Длинно, тягуче длинно тянулось время до обеда. Говорить было не о чем, читать ничего не давали. Безделье для людей, привыкших к повседневному труду, было бичом, казалось временами, что сходишь с ума.

Наконец, в коридоре гремит посуда, разносится запах баланды. По силе звука черпака о бачок безошибочно определяем, какой из камер уже выдают пойло и кашу.

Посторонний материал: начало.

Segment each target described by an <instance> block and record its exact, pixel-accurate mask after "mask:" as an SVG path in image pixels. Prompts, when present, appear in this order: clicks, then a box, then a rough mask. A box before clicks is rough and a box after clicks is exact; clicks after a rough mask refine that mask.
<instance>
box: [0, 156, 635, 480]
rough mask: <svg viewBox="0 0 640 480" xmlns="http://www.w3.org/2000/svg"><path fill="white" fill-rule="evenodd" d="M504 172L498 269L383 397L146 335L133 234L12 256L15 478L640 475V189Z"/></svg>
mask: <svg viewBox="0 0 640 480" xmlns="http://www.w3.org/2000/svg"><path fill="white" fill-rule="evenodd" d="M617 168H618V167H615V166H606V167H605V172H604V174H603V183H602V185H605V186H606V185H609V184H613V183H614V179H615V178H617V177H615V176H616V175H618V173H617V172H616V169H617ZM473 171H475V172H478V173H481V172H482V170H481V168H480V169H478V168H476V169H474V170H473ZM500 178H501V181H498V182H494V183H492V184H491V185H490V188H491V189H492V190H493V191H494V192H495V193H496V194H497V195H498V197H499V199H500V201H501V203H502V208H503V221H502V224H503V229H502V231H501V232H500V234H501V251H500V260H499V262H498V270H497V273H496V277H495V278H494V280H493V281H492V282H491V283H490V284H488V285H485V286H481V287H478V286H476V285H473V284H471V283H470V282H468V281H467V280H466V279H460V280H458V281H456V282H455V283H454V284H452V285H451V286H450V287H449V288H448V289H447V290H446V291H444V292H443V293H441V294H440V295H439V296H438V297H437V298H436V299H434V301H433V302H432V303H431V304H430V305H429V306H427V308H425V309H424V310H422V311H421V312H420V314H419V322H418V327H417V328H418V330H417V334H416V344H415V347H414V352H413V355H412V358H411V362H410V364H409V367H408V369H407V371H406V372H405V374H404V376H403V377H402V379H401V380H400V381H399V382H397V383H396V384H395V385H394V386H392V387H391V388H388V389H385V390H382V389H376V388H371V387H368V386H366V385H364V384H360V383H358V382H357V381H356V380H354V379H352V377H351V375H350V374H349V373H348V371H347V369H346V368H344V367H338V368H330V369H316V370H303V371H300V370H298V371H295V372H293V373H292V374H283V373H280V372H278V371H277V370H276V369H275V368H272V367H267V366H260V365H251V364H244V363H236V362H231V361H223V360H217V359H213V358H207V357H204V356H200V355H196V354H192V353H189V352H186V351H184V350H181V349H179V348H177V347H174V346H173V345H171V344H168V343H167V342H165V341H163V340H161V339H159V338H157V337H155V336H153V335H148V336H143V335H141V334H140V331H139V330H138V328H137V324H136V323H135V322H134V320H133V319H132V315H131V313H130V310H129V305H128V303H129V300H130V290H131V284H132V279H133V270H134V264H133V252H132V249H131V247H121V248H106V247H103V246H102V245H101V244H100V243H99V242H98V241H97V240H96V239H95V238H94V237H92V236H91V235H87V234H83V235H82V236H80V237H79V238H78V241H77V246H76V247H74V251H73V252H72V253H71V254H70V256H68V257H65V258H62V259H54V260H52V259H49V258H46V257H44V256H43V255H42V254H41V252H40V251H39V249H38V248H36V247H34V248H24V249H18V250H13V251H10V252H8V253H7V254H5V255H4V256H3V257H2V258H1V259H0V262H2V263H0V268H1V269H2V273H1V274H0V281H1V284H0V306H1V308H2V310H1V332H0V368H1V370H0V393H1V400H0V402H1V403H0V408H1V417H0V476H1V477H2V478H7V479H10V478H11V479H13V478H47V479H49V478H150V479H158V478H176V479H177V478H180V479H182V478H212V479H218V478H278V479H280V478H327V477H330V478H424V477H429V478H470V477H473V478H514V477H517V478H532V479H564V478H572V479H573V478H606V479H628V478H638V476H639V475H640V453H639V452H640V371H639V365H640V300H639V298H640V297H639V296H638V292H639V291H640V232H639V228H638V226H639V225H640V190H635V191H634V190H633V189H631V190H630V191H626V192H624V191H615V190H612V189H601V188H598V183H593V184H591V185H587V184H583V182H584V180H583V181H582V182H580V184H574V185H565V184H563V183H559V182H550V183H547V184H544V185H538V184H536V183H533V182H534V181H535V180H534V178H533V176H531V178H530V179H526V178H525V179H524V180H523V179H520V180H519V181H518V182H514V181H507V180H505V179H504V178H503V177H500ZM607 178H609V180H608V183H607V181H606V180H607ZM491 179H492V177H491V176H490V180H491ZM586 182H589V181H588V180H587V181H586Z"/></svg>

Открывается кормушка. Раздатчик стоит в сторонке так, чтобы не видел, кому наливает и чтобы, не дай бог, его не увидели из камеры. На полненную миску от раздатчика принимает надзиратель и ставит на открытую дверку кормушки. Изредка всё же удаётся заметить «кормильца», часто этим «кормильцем» оказывается женщина.

После обеда курили, когда был табак, как правило, обменивались желаниями — чего бы ещё съели, и сколько. Наблюдения через волчок становились реже, бдительность надзирателей падала, очевидно, они меньше боялись быть пойманными начальством, обедавшим или отдыхавшим в это время.

В эти часы лепили из хлебного мякиша фигурки шахмат, шашек, домино. Ловили мух, подвязывали к лапкам ниточку с бумажкой, потешались её полётом с длинным хвостом по камере. Мух не убивали. Наблюдали ползание клопа по замкнутому кругу острова, образованного полоской воды. Владельцы клопа были очень довольны, когда их экземпляр поднимаясь на своих лапках, шагал по воде, переходил её, стараясь не замочить брюшка, и после долгих стараний оказывался на «материке».

Трудно себе представить взрослых людей, занятых часами этими неприглядными и противоестественными играми. Может показаться, что всё это бред больного человека, но всё же это имело место и не думаю, что только в нашей камере.

Вся система наказания сводилась к тому, чтобы убить в человеке всё человеческое, измотать его, причинить боль не только физическую, но и моральную. И немудрено, что люди постепенно тупели, превращались в полуживотных. Вечером опять каша и кипяток. В камере полумрак. Света ещё не зажигали, а маленькое окно переставало подавать его.

Открываются, сперва кормушка, а после этого и дверь. Проверяют наличие людей, мисок, кружек, ложек, ощупывают решётки окна и молча уходят. Через полчаса отбой. И тюрьма погружается в беспокойный, чуткий сон.